Monday, December 2, 2013
What has to happen for the Steelers
By Scott Brown
PITTSBURGH -- The Pittsburgh Steelers' playoff hopes didn’t die on a cold night in Baltimore. A 22-20 loss to the Ravens last Thursday did leave the Steelers no margin for error if they want to join the 1992 Chargers as the only teams in NFL history to make the playoffs after an 0-4 start.
ESPN’s playoff machine offers all kinds of postseason permutations based on different criteria, but for the Steelers, the only realistic way they play beyond December is if they win their final four games, starting Sunday against the visiting Dolphins.
Here are 10 things that have to happen for the Steelers to win their final four games and make the playoffs.
Protecting Ben Roethlisberger remains the top priority for the Pittsburgh Steelers.
Keep Big Ben healthy: As much of a beating Ben Roethlisberger has taken, he is on track to play in every game, something he has done only one time in his career (2008). Roethlisberger is playing well enough to carry the team, and, as usual, he is the player the Steelers can least afford to lose.
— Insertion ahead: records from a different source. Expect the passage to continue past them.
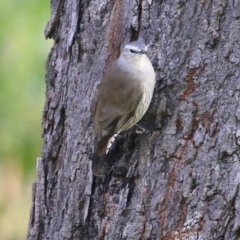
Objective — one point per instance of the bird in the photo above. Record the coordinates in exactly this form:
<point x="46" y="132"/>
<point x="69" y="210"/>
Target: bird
<point x="121" y="98"/>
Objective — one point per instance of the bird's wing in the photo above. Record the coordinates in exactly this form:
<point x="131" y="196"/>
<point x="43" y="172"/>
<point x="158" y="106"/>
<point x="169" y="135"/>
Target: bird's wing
<point x="116" y="104"/>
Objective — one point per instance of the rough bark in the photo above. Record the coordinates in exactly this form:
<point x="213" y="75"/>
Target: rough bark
<point x="181" y="179"/>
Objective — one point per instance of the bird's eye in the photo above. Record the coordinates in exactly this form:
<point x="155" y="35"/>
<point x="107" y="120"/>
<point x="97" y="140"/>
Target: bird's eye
<point x="133" y="51"/>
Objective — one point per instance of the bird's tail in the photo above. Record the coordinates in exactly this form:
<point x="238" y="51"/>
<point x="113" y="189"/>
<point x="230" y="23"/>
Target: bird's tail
<point x="97" y="163"/>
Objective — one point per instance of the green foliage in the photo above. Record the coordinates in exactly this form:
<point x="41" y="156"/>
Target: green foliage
<point x="22" y="71"/>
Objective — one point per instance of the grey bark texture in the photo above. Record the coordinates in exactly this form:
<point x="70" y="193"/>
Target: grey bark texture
<point x="180" y="180"/>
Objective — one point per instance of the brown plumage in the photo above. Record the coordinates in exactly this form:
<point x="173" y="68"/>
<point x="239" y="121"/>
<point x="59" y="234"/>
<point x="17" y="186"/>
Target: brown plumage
<point x="122" y="97"/>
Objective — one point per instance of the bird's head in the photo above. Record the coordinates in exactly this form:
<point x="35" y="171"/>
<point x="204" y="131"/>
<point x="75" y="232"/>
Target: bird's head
<point x="135" y="52"/>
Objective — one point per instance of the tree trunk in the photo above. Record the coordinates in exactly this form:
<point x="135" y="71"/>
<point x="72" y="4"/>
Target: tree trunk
<point x="180" y="180"/>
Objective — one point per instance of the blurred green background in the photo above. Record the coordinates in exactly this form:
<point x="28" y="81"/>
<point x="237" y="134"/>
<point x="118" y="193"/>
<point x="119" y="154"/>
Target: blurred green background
<point x="23" y="54"/>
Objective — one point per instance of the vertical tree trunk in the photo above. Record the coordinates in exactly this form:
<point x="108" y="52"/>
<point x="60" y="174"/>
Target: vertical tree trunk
<point x="181" y="179"/>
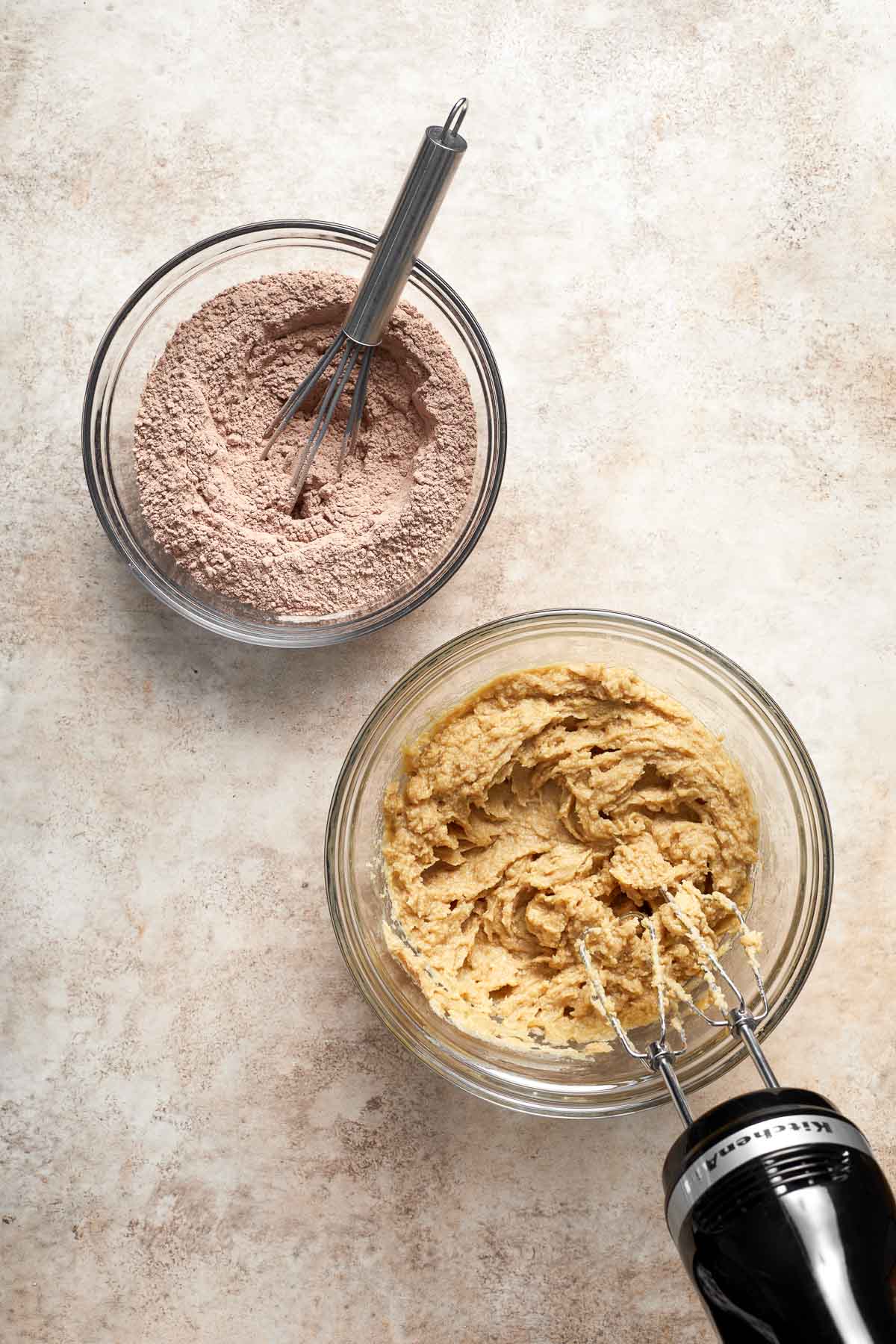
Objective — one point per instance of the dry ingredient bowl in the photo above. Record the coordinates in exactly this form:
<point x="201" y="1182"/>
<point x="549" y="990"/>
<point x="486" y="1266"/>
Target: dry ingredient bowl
<point x="791" y="885"/>
<point x="139" y="335"/>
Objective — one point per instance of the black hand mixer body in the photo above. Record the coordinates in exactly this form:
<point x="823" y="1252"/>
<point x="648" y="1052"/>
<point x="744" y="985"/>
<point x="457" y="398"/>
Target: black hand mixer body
<point x="782" y="1216"/>
<point x="785" y="1222"/>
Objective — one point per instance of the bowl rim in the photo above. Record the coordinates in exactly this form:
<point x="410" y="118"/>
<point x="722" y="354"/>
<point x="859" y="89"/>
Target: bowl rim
<point x="467" y="1074"/>
<point x="307" y="635"/>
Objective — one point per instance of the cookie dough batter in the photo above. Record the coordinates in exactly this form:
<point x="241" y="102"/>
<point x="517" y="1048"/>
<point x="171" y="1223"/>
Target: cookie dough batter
<point x="550" y="803"/>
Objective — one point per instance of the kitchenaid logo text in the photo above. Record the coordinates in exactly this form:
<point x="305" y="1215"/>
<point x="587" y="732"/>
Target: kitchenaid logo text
<point x="812" y="1127"/>
<point x="756" y="1140"/>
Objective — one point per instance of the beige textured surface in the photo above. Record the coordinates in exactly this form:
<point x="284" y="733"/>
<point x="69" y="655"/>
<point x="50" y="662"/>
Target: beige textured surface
<point x="694" y="203"/>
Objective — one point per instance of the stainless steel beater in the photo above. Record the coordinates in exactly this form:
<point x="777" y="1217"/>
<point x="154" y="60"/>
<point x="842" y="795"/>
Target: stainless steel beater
<point x="781" y="1216"/>
<point x="659" y="1055"/>
<point x="381" y="288"/>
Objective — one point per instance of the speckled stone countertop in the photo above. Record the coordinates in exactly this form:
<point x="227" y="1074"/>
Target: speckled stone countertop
<point x="676" y="225"/>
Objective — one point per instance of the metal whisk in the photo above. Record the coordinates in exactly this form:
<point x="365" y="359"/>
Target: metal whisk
<point x="741" y="1021"/>
<point x="381" y="288"/>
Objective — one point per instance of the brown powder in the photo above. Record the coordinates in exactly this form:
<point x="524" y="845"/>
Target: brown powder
<point x="223" y="512"/>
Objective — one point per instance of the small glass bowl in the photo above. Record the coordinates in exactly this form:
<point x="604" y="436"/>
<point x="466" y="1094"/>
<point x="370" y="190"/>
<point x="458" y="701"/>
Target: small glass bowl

Overcome another offensive line injury: The Steelers can’t expect to be as fortunate as they were when Pro Bowler Maurkice Pouncey went down in the opener with a season-ending injury and Fernando Velasco stabilized the center position not long after signing with the team. Cody Wallace is next up with Velasco (foot) lost for the season, and he cannot be a liability or the line’s play will again become an issue despite the strides it made this season.
Get LaMarr Woodley back on the field: The highest-paid defensive player in team history has missed the past three games because of a nagging calf injury, and it is imperative that the Steelers get their two best pass-rushers playing together. Jason Worilds is in the midst of a breakout season and having Woodley opposite him for the majority of snaps would go a long way toward the Steelers putting more pressure on opposing quarterbacks.
Win the turnover battle, particularly against the Bengals and Packers: The Steelers are plus-eight in turnover differential in their five wins and minus-12 in seven losses. Their two toughest remaining opponents, at least on paper, are the Bengals, who visit Heinz Field on Dec. 15, and the Packers, assuming Aaron Rodgers has returned from a broken collarbone for a Dec. 22 game at Lambeau Field. The Steelers cannot give either team extra possessions or short fields.
Le’Veon Bell stays on track: A brutal goal-line collision with Ravens cornerback Jimmy Smith left Bell concussed, and the Steelers have to hope there aren’t any lingering physical and psychological effects from that injury. The Steelers have leaned heavily on Bell since the fourth game of the season, and he has given them a credible running game while also helping out in the passing game.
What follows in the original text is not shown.